If Spain’s Caribbean conquests yielded an accidental genocide resulting from a failed attempt at enslavement, its Mexican conquest resulted in an emphatic erasure of indigenous culture. A Latin American Bruce Pascoe would have no problem proving the prior existence of a sophisticated agricultural civilisation in what is now Mexico, given that the foundation of a giant Aztec pyramid sits immediately opposite the main cathedral of Mexico City. The cathedral was built from the very stones of the Aztec temple, carried one by one across the street. Huītzilōpōchtli would not have been pleased.
The Aztec god of war, Huītzilōpōchtli was the one who received the still-beating hearts of human sacrifices. He would have loved Sierra’s Union Flag, if he hadn’t found it a tad too tame. We don’t know much about Huītzilōpōchtli, because the Spanish systematically burned all the Aztec sacred books. Unable to distinguish the sacred from the secular, they actually burned all the Aztec books. They did cultural genocide right, the old Conquistadores. None of that namby-pamby British orientalism. Slash and burn, the Huītzilōpōchtli way.

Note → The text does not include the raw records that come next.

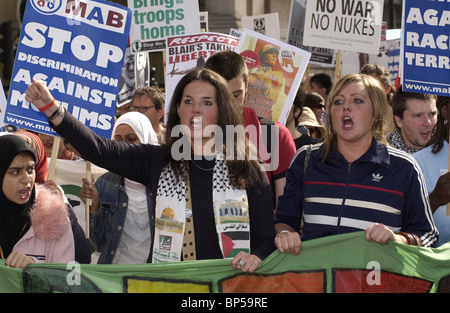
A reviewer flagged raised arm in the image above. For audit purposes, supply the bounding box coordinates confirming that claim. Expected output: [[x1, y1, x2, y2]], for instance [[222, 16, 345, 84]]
[[25, 80, 165, 185]]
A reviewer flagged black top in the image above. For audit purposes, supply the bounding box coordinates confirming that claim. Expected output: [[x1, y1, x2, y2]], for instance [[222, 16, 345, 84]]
[[54, 112, 275, 260]]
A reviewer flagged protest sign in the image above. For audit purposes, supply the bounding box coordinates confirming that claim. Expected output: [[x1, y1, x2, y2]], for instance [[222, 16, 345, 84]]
[[286, 0, 335, 65], [0, 79, 7, 127], [303, 0, 383, 54], [236, 29, 311, 124], [48, 159, 107, 236], [386, 29, 401, 86], [242, 12, 280, 40], [5, 0, 131, 138], [117, 47, 150, 107], [128, 0, 200, 53], [400, 0, 450, 97], [0, 232, 450, 292], [165, 33, 238, 121], [199, 11, 209, 32]]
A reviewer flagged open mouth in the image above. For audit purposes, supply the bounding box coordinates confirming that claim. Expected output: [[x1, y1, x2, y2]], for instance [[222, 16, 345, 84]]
[[420, 131, 431, 139], [191, 117, 202, 128]]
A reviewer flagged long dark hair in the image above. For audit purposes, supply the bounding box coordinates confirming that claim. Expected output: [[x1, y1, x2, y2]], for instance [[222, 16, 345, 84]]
[[0, 135, 36, 258], [428, 96, 450, 153], [165, 69, 260, 189]]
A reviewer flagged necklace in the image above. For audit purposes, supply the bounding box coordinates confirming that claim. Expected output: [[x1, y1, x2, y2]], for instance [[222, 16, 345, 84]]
[[190, 160, 214, 171]]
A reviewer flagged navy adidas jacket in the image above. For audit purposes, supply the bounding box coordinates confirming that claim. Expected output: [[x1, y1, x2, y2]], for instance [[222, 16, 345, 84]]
[[275, 138, 438, 246]]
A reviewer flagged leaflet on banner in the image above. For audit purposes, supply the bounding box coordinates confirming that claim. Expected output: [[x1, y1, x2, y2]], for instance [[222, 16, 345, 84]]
[[5, 0, 131, 138]]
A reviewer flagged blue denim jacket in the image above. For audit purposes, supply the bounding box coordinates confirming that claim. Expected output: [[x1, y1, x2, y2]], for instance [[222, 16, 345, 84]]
[[90, 172, 155, 264]]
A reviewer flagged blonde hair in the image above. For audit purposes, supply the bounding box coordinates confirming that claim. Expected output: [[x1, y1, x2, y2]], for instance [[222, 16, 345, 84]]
[[323, 74, 388, 160]]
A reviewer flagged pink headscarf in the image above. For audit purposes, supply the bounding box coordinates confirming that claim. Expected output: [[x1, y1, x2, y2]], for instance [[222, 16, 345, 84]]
[[14, 129, 48, 184]]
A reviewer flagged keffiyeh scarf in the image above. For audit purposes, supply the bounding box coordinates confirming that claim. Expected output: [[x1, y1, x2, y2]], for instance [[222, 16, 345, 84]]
[[386, 129, 420, 154], [152, 155, 250, 263]]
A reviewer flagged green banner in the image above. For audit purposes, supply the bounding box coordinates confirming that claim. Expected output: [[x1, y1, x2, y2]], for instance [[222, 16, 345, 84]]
[[0, 232, 450, 293]]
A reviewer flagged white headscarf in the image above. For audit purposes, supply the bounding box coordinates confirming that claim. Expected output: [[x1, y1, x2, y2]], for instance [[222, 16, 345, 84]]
[[112, 112, 159, 145], [112, 112, 158, 264], [112, 112, 159, 212]]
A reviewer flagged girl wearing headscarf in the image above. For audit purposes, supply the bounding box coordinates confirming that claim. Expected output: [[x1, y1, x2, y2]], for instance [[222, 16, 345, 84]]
[[25, 69, 275, 273], [80, 112, 158, 264], [0, 135, 75, 267]]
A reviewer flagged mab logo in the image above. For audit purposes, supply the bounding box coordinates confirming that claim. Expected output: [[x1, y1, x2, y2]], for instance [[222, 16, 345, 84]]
[[30, 0, 126, 29]]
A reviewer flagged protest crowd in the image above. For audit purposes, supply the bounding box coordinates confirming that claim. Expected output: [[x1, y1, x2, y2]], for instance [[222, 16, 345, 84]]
[[0, 1, 450, 292]]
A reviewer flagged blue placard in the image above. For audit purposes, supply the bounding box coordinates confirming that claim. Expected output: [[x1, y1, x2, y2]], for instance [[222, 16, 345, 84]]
[[4, 0, 131, 138], [402, 0, 450, 96]]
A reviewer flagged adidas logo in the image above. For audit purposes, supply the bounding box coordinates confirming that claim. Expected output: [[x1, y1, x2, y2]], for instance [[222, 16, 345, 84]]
[[372, 173, 384, 183]]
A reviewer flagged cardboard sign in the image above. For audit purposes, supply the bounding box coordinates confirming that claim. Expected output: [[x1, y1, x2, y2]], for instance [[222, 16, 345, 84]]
[[303, 0, 383, 54], [117, 47, 150, 108], [236, 29, 311, 124], [5, 0, 131, 138], [128, 0, 200, 53], [242, 13, 280, 40], [165, 33, 238, 121], [400, 0, 450, 97], [286, 0, 336, 65]]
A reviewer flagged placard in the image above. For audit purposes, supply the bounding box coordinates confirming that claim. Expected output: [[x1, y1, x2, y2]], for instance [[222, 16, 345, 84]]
[[400, 0, 450, 97], [5, 0, 131, 138], [303, 0, 383, 54], [128, 0, 200, 53]]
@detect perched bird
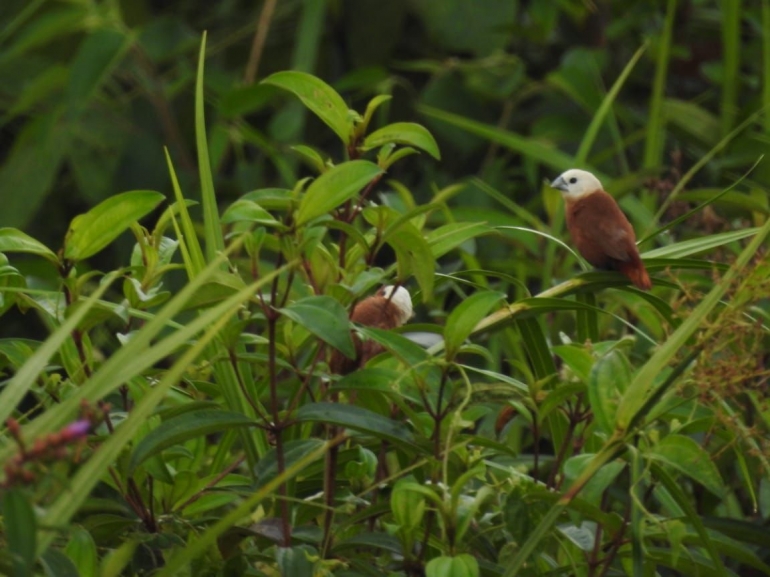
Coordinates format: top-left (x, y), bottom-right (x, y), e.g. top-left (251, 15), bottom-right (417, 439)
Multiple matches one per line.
top-left (329, 286), bottom-right (413, 375)
top-left (551, 169), bottom-right (652, 290)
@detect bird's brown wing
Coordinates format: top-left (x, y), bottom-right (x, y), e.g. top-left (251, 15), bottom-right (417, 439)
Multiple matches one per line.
top-left (574, 190), bottom-right (639, 262)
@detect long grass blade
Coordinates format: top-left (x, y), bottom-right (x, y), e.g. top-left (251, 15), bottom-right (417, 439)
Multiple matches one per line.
top-left (575, 42), bottom-right (647, 166)
top-left (642, 0), bottom-right (676, 168)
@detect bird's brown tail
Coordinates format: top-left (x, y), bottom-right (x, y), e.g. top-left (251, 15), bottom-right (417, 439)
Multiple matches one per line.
top-left (617, 259), bottom-right (652, 290)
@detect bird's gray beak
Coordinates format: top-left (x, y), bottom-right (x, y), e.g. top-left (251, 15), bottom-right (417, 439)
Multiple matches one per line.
top-left (551, 176), bottom-right (567, 192)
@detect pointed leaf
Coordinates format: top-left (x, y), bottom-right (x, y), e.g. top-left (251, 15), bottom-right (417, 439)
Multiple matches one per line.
top-left (262, 70), bottom-right (353, 145)
top-left (444, 291), bottom-right (505, 360)
top-left (588, 349), bottom-right (631, 434)
top-left (425, 222), bottom-right (494, 258)
top-left (280, 296), bottom-right (356, 359)
top-left (296, 403), bottom-right (414, 446)
top-left (647, 435), bottom-right (725, 496)
top-left (387, 222), bottom-right (436, 301)
top-left (425, 553), bottom-right (480, 577)
top-left (0, 228), bottom-right (59, 263)
top-left (221, 198), bottom-right (278, 225)
top-left (362, 122), bottom-right (441, 160)
top-left (129, 410), bottom-right (254, 471)
top-left (296, 160), bottom-right (382, 226)
top-left (3, 489), bottom-right (37, 577)
top-left (64, 190), bottom-right (165, 261)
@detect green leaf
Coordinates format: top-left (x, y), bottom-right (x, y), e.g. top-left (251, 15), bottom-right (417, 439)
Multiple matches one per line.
top-left (0, 228), bottom-right (59, 264)
top-left (588, 349), bottom-right (631, 434)
top-left (358, 327), bottom-right (431, 367)
top-left (386, 222), bottom-right (436, 301)
top-left (425, 553), bottom-right (480, 577)
top-left (254, 439), bottom-right (324, 487)
top-left (275, 545), bottom-right (318, 577)
top-left (64, 526), bottom-right (99, 577)
top-left (64, 190), bottom-right (165, 261)
top-left (642, 228), bottom-right (759, 259)
top-left (444, 291), bottom-right (505, 360)
top-left (222, 198), bottom-right (279, 226)
top-left (362, 122), bottom-right (441, 160)
top-left (295, 160), bottom-right (382, 226)
top-left (425, 222), bottom-right (494, 258)
top-left (262, 70), bottom-right (353, 146)
top-left (129, 410), bottom-right (254, 471)
top-left (279, 295), bottom-right (356, 359)
top-left (40, 547), bottom-right (80, 577)
top-left (3, 489), bottom-right (37, 577)
top-left (296, 403), bottom-right (414, 446)
top-left (564, 453), bottom-right (626, 507)
top-left (195, 31), bottom-right (226, 262)
top-left (647, 435), bottom-right (725, 497)
top-left (289, 144), bottom-right (329, 174)
top-left (390, 480), bottom-right (425, 530)
top-left (417, 105), bottom-right (610, 181)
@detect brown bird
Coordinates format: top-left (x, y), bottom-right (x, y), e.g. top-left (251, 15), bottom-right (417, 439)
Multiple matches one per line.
top-left (551, 168), bottom-right (652, 290)
top-left (329, 286), bottom-right (413, 375)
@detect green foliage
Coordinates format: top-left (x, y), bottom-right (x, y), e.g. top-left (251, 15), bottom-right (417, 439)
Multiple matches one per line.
top-left (0, 0), bottom-right (770, 577)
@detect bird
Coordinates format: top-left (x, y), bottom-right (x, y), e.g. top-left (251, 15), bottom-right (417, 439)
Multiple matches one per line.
top-left (551, 168), bottom-right (652, 290)
top-left (329, 285), bottom-right (414, 375)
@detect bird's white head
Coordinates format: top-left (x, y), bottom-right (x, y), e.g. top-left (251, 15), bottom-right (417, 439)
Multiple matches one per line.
top-left (551, 168), bottom-right (602, 200)
top-left (380, 285), bottom-right (414, 325)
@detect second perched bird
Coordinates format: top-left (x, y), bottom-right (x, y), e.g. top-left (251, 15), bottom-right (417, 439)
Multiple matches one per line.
top-left (329, 286), bottom-right (413, 375)
top-left (551, 168), bottom-right (652, 290)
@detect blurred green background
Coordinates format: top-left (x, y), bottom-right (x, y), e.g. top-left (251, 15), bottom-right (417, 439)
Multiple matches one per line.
top-left (0, 0), bottom-right (770, 243)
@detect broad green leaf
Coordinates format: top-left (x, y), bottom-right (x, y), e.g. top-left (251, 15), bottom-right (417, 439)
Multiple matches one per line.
top-left (588, 349), bottom-right (631, 434)
top-left (296, 403), bottom-right (414, 445)
top-left (0, 228), bottom-right (59, 264)
top-left (551, 344), bottom-right (594, 383)
top-left (387, 222), bottom-right (436, 301)
top-left (262, 70), bottom-right (353, 146)
top-left (3, 489), bottom-right (37, 577)
top-left (129, 410), bottom-right (254, 471)
top-left (332, 367), bottom-right (400, 393)
top-left (275, 545), bottom-right (318, 577)
top-left (40, 547), bottom-right (80, 577)
top-left (358, 327), bottom-right (430, 367)
top-left (279, 295), bottom-right (356, 359)
top-left (99, 539), bottom-right (139, 577)
top-left (425, 222), bottom-right (494, 258)
top-left (425, 553), bottom-right (480, 577)
top-left (64, 526), bottom-right (99, 577)
top-left (390, 481), bottom-right (425, 530)
top-left (221, 198), bottom-right (279, 226)
top-left (357, 94), bottom-right (393, 132)
top-left (254, 439), bottom-right (323, 487)
top-left (363, 122), bottom-right (441, 160)
top-left (564, 453), bottom-right (626, 506)
top-left (444, 291), bottom-right (505, 360)
top-left (647, 435), bottom-right (725, 497)
top-left (290, 144), bottom-right (329, 174)
top-left (64, 190), bottom-right (165, 261)
top-left (295, 160), bottom-right (382, 226)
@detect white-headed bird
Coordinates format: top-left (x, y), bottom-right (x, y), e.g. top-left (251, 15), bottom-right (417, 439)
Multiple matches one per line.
top-left (551, 168), bottom-right (652, 290)
top-left (329, 286), bottom-right (413, 375)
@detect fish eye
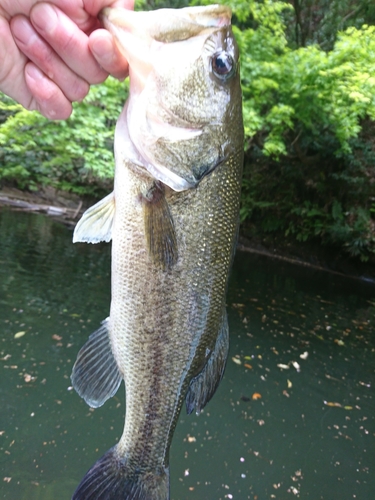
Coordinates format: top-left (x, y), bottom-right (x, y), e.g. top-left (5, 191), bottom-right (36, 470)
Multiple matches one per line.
top-left (211, 51), bottom-right (236, 81)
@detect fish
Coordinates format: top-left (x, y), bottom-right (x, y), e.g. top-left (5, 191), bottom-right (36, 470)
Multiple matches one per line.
top-left (71, 5), bottom-right (244, 500)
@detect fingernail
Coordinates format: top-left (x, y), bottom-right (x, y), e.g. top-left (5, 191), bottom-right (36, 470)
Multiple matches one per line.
top-left (31, 3), bottom-right (58, 34)
top-left (25, 64), bottom-right (45, 82)
top-left (91, 38), bottom-right (113, 63)
top-left (11, 17), bottom-right (37, 45)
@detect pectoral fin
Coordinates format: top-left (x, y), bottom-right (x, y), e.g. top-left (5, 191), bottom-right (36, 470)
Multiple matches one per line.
top-left (73, 192), bottom-right (115, 243)
top-left (70, 319), bottom-right (122, 408)
top-left (142, 182), bottom-right (178, 270)
top-left (185, 311), bottom-right (229, 415)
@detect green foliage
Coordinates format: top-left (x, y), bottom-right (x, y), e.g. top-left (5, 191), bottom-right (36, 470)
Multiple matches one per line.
top-left (0, 78), bottom-right (126, 194)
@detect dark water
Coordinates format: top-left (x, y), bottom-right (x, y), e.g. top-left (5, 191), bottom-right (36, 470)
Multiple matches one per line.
top-left (0, 211), bottom-right (375, 500)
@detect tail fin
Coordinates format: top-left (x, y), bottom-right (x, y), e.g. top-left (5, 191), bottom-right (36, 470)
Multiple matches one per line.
top-left (72, 447), bottom-right (169, 500)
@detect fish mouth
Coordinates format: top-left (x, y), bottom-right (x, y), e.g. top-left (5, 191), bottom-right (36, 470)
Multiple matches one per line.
top-left (98, 5), bottom-right (232, 92)
top-left (99, 5), bottom-right (231, 192)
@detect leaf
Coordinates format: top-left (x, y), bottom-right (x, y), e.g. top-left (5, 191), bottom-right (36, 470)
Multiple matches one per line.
top-left (323, 401), bottom-right (342, 408)
top-left (277, 363), bottom-right (290, 370)
top-left (14, 332), bottom-right (26, 339)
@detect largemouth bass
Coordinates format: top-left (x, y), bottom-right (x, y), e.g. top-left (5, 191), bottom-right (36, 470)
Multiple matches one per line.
top-left (72, 5), bottom-right (243, 500)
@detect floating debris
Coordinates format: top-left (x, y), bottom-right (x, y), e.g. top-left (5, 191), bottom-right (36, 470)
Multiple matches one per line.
top-left (14, 331), bottom-right (26, 339)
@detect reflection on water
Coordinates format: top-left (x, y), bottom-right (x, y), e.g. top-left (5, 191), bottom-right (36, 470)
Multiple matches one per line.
top-left (0, 211), bottom-right (375, 500)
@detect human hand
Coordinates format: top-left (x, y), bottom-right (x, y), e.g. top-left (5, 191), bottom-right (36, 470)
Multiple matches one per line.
top-left (0, 0), bottom-right (134, 120)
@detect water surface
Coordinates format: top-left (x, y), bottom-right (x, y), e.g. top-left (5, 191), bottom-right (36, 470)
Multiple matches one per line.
top-left (0, 209), bottom-right (375, 500)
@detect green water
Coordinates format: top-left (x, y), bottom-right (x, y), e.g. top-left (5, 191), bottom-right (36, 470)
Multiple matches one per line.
top-left (0, 211), bottom-right (375, 500)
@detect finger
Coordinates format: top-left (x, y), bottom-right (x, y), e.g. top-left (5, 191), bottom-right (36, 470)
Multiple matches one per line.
top-left (0, 16), bottom-right (31, 107)
top-left (11, 16), bottom-right (89, 101)
top-left (85, 0), bottom-right (134, 17)
top-left (25, 63), bottom-right (72, 120)
top-left (89, 30), bottom-right (129, 80)
top-left (30, 3), bottom-right (108, 84)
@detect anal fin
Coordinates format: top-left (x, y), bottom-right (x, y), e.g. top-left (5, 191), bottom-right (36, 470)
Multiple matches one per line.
top-left (142, 182), bottom-right (178, 270)
top-left (185, 311), bottom-right (229, 415)
top-left (71, 319), bottom-right (122, 408)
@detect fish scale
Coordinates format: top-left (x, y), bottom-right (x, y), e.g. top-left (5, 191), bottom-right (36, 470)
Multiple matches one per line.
top-left (72, 6), bottom-right (243, 500)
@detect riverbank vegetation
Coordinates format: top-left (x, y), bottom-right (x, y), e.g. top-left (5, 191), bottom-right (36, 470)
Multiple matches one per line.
top-left (0, 0), bottom-right (375, 260)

British imperialists, much to their discredit (and their descendants’ shame), sought to quantify, categorise and (worst of all) understand their colonial subjects. They studied and learned the native languages of the countries they conquered. They packed up artifacts and put them in museums, instead of just smashing them to pieces. The British objectified their subjects, which is as disrespectful as any mixed metaphor. If only they had been more like the Spanish, or like Huītzilōpōchtli. He was one dark mofo.